Rejoignant une proposition formulée lors des EGA, le CESE demande de rétablir « la logique lors des transactions commerciales, en confiant aux producteur.rice.s notamment laitier.ère.s la responsabilité de proposer aux transformateurs et aux distributeurs, leurs conditions générales de vente ».

Pour le CESE, « il est possible de faire évoluer la PAC vers plus de territorialisation en prenant en compte la physiologie des espaces naturels, agricoles et aquacoles ». Il souligne « les dangers que représenterait une trop forte augmentation de la subsidiarité entre les Etats-membres dans la PAC… ».

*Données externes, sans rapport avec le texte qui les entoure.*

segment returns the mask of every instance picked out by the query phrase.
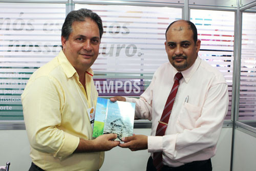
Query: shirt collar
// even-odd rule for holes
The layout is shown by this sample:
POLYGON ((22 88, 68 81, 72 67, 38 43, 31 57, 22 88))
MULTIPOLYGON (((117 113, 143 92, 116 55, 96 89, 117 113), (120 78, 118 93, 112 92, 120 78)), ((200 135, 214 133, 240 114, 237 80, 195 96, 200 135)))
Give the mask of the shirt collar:
MULTIPOLYGON (((76 73, 76 71, 68 60, 63 51, 61 50, 59 52, 57 58, 67 77, 68 78, 72 77, 76 73)), ((93 71, 91 68, 87 70, 86 73, 91 76, 94 75, 93 71)))
MULTIPOLYGON (((185 81, 186 82, 188 82, 189 81, 190 79, 193 75, 194 73, 196 72, 196 71, 197 71, 197 69, 198 68, 198 67, 200 65, 201 60, 201 58, 198 56, 197 59, 196 59, 195 62, 190 67, 189 67, 188 69, 186 70, 181 71, 182 76, 183 76, 184 79, 185 80, 185 81)), ((178 71, 174 67, 173 68, 173 70, 174 70, 174 72, 173 72, 174 74, 173 78, 174 79, 174 76, 175 74, 176 74, 176 73, 179 71, 178 71)))

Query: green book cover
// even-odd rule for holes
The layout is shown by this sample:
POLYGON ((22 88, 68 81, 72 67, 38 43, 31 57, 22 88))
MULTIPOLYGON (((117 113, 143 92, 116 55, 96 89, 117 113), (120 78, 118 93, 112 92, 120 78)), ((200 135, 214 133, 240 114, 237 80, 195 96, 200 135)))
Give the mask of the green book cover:
POLYGON ((103 135, 104 123, 106 116, 106 108, 109 99, 98 97, 93 126, 93 137, 103 135))

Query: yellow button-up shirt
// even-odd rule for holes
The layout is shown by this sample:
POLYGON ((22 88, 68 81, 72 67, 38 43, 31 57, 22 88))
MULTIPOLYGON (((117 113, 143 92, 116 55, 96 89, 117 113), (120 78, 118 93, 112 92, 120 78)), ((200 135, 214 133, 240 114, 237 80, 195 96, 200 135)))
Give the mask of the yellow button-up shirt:
POLYGON ((98 93, 89 69, 87 92, 61 51, 35 71, 22 95, 30 157, 47 170, 97 170, 104 152, 73 153, 79 138, 92 139, 87 110, 95 107, 98 93))

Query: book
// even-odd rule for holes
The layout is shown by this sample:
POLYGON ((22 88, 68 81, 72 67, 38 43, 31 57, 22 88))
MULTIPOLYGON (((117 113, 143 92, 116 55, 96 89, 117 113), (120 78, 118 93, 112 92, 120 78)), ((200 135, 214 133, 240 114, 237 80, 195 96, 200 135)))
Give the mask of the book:
POLYGON ((104 134, 117 135, 116 141, 133 135, 135 103, 98 97, 93 137, 104 134))

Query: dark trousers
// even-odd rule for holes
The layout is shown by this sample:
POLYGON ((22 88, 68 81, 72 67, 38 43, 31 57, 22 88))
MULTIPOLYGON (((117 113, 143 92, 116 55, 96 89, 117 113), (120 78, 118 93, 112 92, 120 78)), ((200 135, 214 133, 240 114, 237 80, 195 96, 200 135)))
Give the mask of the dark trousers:
MULTIPOLYGON (((150 157, 147 161, 146 171, 156 171, 157 169, 153 164, 153 159, 150 157)), ((183 165, 174 167, 164 165, 161 171, 212 171, 211 162, 210 159, 206 160, 196 161, 191 163, 185 164, 183 165)))

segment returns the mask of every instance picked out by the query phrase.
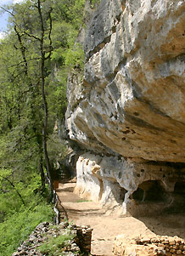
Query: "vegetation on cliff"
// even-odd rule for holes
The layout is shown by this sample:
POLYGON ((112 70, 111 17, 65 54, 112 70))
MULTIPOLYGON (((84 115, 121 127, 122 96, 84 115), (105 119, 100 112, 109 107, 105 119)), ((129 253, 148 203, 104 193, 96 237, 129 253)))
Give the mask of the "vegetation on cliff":
POLYGON ((64 117, 69 71, 84 64, 76 43, 84 7, 85 0, 1 6, 9 22, 0 42, 0 255, 10 255, 53 218, 47 203, 56 175, 52 139, 60 155, 65 151, 53 128, 64 117))

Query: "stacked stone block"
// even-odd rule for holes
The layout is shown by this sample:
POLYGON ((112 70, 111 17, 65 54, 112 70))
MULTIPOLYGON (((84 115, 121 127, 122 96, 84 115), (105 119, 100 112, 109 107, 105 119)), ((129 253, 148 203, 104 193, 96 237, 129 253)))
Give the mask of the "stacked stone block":
POLYGON ((185 255, 185 241, 177 236, 156 236, 133 239, 118 236, 115 239, 114 255, 185 255))

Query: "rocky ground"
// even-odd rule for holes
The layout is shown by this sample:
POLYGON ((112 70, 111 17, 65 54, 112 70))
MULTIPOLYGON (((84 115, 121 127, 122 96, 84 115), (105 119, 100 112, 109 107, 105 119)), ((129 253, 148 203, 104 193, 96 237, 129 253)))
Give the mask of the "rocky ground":
POLYGON ((100 204, 85 202, 73 193, 76 183, 59 184, 58 195, 70 221, 76 225, 89 225, 93 229, 92 254, 110 256, 115 236, 124 234, 129 238, 137 236, 178 236, 185 238, 185 214, 154 217, 121 217, 119 211, 111 213, 100 204))
POLYGON ((89 255, 91 236, 89 226, 77 226, 68 221, 59 225, 43 222, 36 227, 12 256, 89 255))

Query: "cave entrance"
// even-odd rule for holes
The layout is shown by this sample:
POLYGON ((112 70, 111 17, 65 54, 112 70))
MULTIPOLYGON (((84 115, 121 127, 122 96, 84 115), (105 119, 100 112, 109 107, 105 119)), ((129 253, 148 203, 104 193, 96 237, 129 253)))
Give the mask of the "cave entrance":
POLYGON ((174 193, 181 195, 185 199, 185 180, 177 181, 174 187, 174 193))
POLYGON ((147 180, 138 185, 132 198, 140 202, 160 202, 165 201, 165 191, 160 180, 147 180))

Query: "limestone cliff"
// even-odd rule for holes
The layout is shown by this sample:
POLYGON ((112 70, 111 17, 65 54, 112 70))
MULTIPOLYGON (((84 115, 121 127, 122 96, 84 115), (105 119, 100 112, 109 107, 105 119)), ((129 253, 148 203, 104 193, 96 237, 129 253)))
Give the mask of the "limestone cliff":
POLYGON ((83 80, 68 84, 69 135, 90 151, 77 162, 82 194, 131 213, 150 199, 177 205, 183 194, 184 25, 183 0, 101 1, 83 80))

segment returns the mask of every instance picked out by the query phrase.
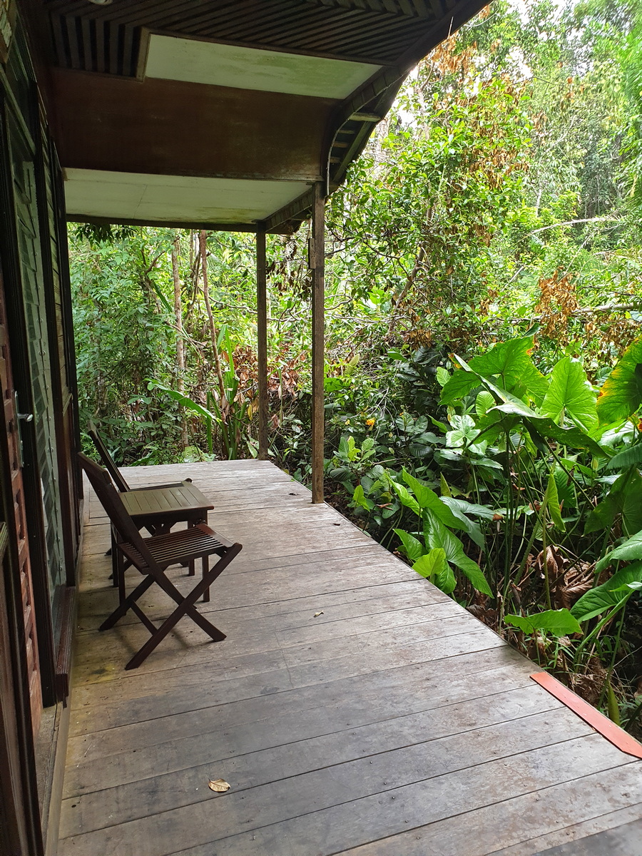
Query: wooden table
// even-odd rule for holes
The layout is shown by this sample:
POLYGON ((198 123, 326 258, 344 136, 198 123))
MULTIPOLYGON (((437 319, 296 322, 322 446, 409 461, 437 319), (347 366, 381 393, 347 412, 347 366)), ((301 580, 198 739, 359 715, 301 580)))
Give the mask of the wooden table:
POLYGON ((187 522, 190 526, 207 523, 207 512, 214 508, 192 482, 172 487, 128 490, 120 496, 139 529, 151 526, 150 532, 154 535, 169 532, 176 523, 187 522))
MULTIPOLYGON (((119 494, 122 504, 139 529, 147 529, 151 535, 164 535, 176 523, 188 526, 207 523, 207 512, 214 508, 211 502, 192 484, 128 490, 119 494)), ((123 574, 127 569, 122 554, 116 549, 120 536, 112 527, 112 568, 114 586, 118 586, 121 598, 124 597, 123 574)), ((189 564, 189 574, 194 574, 193 562, 189 564)), ((209 593, 209 592, 208 592, 209 593)))

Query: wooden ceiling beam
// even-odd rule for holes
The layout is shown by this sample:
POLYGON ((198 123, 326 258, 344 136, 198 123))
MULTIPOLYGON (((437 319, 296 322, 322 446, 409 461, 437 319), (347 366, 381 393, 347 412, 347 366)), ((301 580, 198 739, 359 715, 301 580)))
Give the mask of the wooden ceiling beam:
POLYGON ((63 167, 318 181, 330 98, 53 69, 63 167), (79 122, 79 116, 82 121, 79 122))

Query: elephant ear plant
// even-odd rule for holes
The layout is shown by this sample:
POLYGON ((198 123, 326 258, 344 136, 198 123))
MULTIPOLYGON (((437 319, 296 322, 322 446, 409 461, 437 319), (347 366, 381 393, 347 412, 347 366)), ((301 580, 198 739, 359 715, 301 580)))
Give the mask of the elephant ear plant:
POLYGON ((385 484, 396 549, 418 574, 633 722, 642 700, 621 704, 621 663, 642 591, 642 340, 601 390, 568 355, 541 373, 533 347, 524 336, 453 355, 437 375, 445 418, 429 415, 438 470, 375 465, 354 504, 367 527, 385 484))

Le CESE « souhaite que soient maintenues les soutiens à l’agriculture biologique à la fois pour la conversion et le maintien des exploitations en mobilisant les ressources de la PAC et des budgets nationaux… ».

Réitérant son avis de 2016, « il souhaite qu’une part conséquente des soutiens à la PAC soit destiné à l’aide alimentaire qui doit être apportée à tous les foyers à revenus faibles pour l’achat de denrées écologiques ».

Reprenant également une préconisation de son avis sur « la bonne gestion des terres agricoles, le CESE est favorable à l’adoption d’une loi, éventuellement constitutionnelle, affirmant dans le respect des droits de propriété ou d’usage,…, de considérer le sol, au même titre que l’eau et l’air, comme un patrimoine commun de l’Humanité, facteur de lutte contre le changement climatique et de souveraineté alimentaire ».